Однако шли годы, время летело с поистине космической скоростью.

Минуло мне тридцать, тридцать пять, потом сорок, а вот и сорок три, что называется, вполне зрелый возраст.

В прошлом году я ушел из спорта. За год до того простился со спортом наш прославленный вратарь Сережа Серебров. И вот настал мой черед.

В тот день я играл последний матч. Я забил подряд целых три гола.
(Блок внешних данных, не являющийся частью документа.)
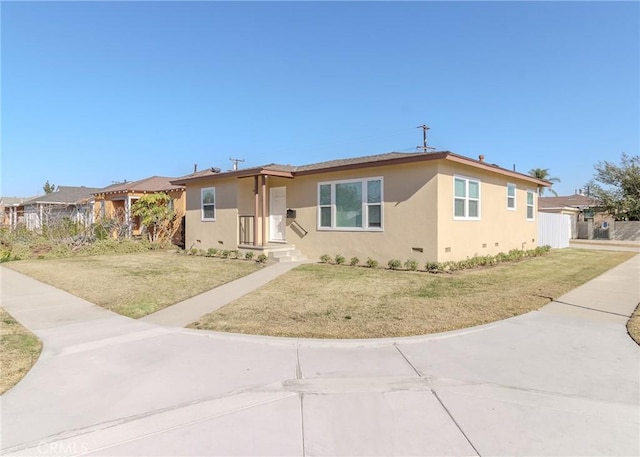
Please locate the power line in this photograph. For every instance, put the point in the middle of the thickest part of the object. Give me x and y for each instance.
(424, 146)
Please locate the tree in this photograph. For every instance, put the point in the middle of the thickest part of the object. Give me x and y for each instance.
(617, 187)
(155, 215)
(543, 173)
(49, 188)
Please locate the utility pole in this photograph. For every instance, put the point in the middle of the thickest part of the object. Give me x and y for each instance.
(424, 146)
(235, 162)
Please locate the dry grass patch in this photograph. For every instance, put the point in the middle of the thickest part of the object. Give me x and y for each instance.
(138, 284)
(633, 325)
(330, 301)
(19, 350)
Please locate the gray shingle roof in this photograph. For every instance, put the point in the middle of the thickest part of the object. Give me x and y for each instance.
(389, 158)
(151, 184)
(65, 194)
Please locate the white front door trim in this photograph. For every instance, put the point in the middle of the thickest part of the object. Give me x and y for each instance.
(278, 214)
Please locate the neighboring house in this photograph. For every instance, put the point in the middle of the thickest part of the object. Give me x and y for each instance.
(12, 209)
(67, 202)
(114, 202)
(579, 207)
(426, 206)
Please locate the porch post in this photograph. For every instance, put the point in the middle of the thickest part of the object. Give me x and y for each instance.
(256, 204)
(264, 209)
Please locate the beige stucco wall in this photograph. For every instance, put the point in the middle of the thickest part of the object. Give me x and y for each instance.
(498, 229)
(409, 216)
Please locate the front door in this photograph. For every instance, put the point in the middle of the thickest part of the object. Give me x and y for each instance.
(277, 214)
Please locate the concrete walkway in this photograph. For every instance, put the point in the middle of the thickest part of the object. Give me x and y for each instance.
(560, 381)
(183, 313)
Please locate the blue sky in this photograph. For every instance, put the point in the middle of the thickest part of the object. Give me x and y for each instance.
(96, 92)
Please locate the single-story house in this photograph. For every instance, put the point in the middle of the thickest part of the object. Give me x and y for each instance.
(114, 202)
(12, 209)
(66, 202)
(426, 206)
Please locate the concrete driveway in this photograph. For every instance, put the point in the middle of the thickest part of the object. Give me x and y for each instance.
(560, 381)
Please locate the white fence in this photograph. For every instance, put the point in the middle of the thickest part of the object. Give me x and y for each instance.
(554, 230)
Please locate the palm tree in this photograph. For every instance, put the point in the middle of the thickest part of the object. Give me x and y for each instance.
(543, 173)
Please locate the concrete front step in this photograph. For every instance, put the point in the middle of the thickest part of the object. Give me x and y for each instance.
(288, 255)
(278, 252)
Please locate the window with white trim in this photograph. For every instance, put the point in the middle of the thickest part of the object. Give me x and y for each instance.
(466, 198)
(354, 204)
(511, 196)
(530, 205)
(208, 203)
Кажется, никогда еще я не был в такой отличной форме.

После матча были речи, восхваления самого высокого толка — непревзойденный, талантливый, удивительный. Подарки, грамоты, рукоплескания, последний круг почета, который я прошел вдоль трибун, как бы купаясь во всеобщем обожании.

К моим ногам падали брошенные с трибун цветы, болельщики дружно скандировали:

«Слава Славе… Слава Славе…»

И хлопали в ладоши.

Я поднимал руки, прижимал цветы к сердцу, охотно улыбался, а в душе сидела заноза: сегодня прощаюсь со спортом. Отныне, навеки, навсегда…

Потом я увидел Тусю и Валю. Они сидели рядом, смотрели на меня.

Я поднял руку, помахал им, широко, может быть, даже чересчур широко улыбнулся. Туся в ответ помахала мне ладонью, а Валя продолжала по-прежнему молча, пристально глядеть на меня.

Что было в этом взгляде? Боль за меня, или жалость, застенчивая, боязливая, не желавшая, чтобы ее распознали, или еще что-то, чего я так и не сумел понять?..

И все время, пока я обходил стадион, улыбался, как бы купаясь в обожании зрителей, приветствуя всех сидевших на трибунах, и позднее, пожимая многочисленные руки, позируя перед объективом фотоаппаратов, я не мог позабыть этот взгляд, исполненный то ли боязни, то ли обиды за меня, что ли…

* * *

Мое объявление, написанное красным фломастером по белому, висело под стеклом на стенде Мосгорсправки возле Кировского метро: «ОДИНОКИЙ С СОБАКОЙ СНИМЕТ КОМНАТУ ЗА ГОРОДОМ».

Признаться, я не ожидал такого количества звонков. Звонили с раннего утра до позднего вечера, Большей частью звонили женщины.